Ladybird Galaxy shares many things in common with a shoot ’em up, except for one issue — there isn’t really much shooting at all. Despite the same perspective, layout and look, something far more passive is at play, something akin to Pac-Man in a Geometry Wars universe. That sounds strange.
Read on for the official review of Ladybird Galaxy.
Ladybird Galaxy (Xbox 360 Community Games)
Developed by Kobingo
Released on December 22, 2008
Read more about our Community Games Review Challenge
It would probably be more fitting to label Ladybird Galaxy a collect ’em up. The aim of the game is to steer your little rocket around the screen, picking up gems and converting them into points. The ship continues moving perpetually, allowing you only the opportunity to steer it, and you will have to avoid a slowly increasing number of evil ladybirds that wish to do you harm.

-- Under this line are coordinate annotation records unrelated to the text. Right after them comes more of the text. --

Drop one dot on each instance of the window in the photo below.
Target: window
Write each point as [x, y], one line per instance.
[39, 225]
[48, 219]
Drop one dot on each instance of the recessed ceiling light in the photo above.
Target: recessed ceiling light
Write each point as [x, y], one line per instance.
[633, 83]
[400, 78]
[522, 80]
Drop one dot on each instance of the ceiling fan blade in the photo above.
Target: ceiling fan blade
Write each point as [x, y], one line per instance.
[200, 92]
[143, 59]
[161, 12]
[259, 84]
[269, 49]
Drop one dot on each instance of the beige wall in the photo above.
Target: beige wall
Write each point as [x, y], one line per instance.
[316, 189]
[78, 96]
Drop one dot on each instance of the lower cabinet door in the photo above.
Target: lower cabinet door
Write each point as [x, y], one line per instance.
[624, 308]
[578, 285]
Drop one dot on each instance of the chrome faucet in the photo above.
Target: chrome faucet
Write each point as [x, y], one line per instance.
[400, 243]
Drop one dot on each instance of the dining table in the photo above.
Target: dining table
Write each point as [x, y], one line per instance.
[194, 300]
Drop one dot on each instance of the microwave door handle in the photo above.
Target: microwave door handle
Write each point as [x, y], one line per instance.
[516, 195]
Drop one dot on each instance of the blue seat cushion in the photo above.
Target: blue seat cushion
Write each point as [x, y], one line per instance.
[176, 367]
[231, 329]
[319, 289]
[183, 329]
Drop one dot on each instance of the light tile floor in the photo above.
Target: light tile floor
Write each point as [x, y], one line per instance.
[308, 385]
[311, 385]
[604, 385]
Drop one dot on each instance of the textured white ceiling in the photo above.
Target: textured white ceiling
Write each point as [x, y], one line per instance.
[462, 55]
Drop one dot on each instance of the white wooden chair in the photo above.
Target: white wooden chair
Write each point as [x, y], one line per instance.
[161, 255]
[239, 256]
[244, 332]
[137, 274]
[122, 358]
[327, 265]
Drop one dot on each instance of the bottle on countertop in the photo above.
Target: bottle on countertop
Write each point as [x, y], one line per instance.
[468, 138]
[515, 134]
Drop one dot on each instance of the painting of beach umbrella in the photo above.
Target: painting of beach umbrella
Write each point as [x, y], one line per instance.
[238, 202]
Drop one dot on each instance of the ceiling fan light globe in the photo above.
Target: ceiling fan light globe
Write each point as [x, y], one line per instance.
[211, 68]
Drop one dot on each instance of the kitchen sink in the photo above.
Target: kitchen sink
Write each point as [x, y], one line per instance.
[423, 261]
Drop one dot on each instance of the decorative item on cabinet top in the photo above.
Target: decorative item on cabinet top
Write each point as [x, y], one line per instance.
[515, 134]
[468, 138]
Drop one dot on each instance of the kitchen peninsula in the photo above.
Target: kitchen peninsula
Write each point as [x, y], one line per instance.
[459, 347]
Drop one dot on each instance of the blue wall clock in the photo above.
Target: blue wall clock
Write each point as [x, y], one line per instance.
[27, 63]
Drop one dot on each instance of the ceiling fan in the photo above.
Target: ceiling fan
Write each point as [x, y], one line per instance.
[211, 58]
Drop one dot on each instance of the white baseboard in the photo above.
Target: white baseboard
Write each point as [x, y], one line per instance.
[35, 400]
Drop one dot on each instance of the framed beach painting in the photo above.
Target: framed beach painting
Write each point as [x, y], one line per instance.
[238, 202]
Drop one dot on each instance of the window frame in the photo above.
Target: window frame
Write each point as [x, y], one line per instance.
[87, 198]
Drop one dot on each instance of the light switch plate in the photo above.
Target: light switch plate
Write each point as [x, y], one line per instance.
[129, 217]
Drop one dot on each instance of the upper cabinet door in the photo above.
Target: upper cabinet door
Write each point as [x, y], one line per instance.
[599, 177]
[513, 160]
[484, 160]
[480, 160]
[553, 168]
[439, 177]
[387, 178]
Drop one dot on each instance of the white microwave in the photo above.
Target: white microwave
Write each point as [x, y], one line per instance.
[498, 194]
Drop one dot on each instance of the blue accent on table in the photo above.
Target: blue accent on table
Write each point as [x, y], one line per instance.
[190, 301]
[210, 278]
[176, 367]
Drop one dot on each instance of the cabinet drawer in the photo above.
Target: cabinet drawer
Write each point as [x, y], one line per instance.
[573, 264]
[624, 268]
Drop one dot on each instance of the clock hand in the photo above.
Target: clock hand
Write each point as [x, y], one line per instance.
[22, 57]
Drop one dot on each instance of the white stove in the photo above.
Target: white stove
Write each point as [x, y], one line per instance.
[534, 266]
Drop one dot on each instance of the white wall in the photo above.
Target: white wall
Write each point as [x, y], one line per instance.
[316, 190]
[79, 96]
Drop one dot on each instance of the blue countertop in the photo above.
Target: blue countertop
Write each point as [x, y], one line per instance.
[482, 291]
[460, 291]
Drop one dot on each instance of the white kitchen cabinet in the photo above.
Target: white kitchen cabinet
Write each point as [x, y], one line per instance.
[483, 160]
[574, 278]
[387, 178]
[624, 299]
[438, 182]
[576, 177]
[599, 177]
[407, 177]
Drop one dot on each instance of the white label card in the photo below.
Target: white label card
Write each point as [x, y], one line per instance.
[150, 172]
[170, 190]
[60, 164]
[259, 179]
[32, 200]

As well as gems, a number of stars also appear on screen. These stars will temporarily speed up your rather slow rocket upon contact, and also add a bonus multiplier to any gems collected during that timeframe. In addition, fast moving shooting stars periodically whiz across the screens, and if you’re lucky enough to grab it, you will be able to kill any ladybirds you touch, as well as shoot at them for a limited period of time.
The only other thing to watch out for is a line that moves across the screen at regular intervals, which will kill you upon contact. The only way to avoid this is to travel to the opposite end of the screen and passing through on the other side (a’la Pac-Man). The game can be played in single-player mode, or with simple multiplayer.
That’s pretty much it. Ladybird Galaxy is not a complex game, nor is it especially deep. Unfortunately, the game’s simplicity is not to its favor, mostly thanks to a few niggling issues that stop Ladybird from being the kind of laid back fun that its aesthetic would have you believe it is.
First of all, steering the rocket is abysmal, with a large turning arc that makes it nearly impossible to guide when sped up. While I can see this being implemented to add challenge, it only really adds frustration. On the subject of frustration, the killer line that glides along the screen is a real pain in the arse. You do get a warning of its approach, but not knowing from what side it will appear is aggravating when you have a rocket that can’t turn around properly.
Despite the annoyances, Ladybird Galaxy is by no means a bad game, it’s just one that hasn’t done enough to make up for its lack of depth. Simplicity should be accompanied by elegance, and this is something that Ladybird does not possess.
The game is certainly fun enough while it lasts, and the presentation is very charming, with a homemade feel that doesn’t automatically scream “amateur.” The look and the sound is very charming indeed, and it’s always fun to torture ladybirds, evil or not.
Sadly however, the term “fun while it lasts” is a very important one, because it likely won’t last the average player very long. It lacks that addictive, “one more go” quality of our previous highlighted games have possessed. As likeable as Ladybird Galaxy can be, it probably won’t hold your interest for more than a day.
Perhaps with some more gameplay variety, a bit more action, and less frustrating control, Ladybird Galaxy could have more replay value and be easier to recommend. As it stands, Galaxy is simply an okay game that hopefully will be improved upon and done far better in the future.
Score: 6.0 — Alright (6s may be slightly above average or simply inoffensive. Fans of the genre should enjoy them a bit, but a fair few will be left unfulfilled.)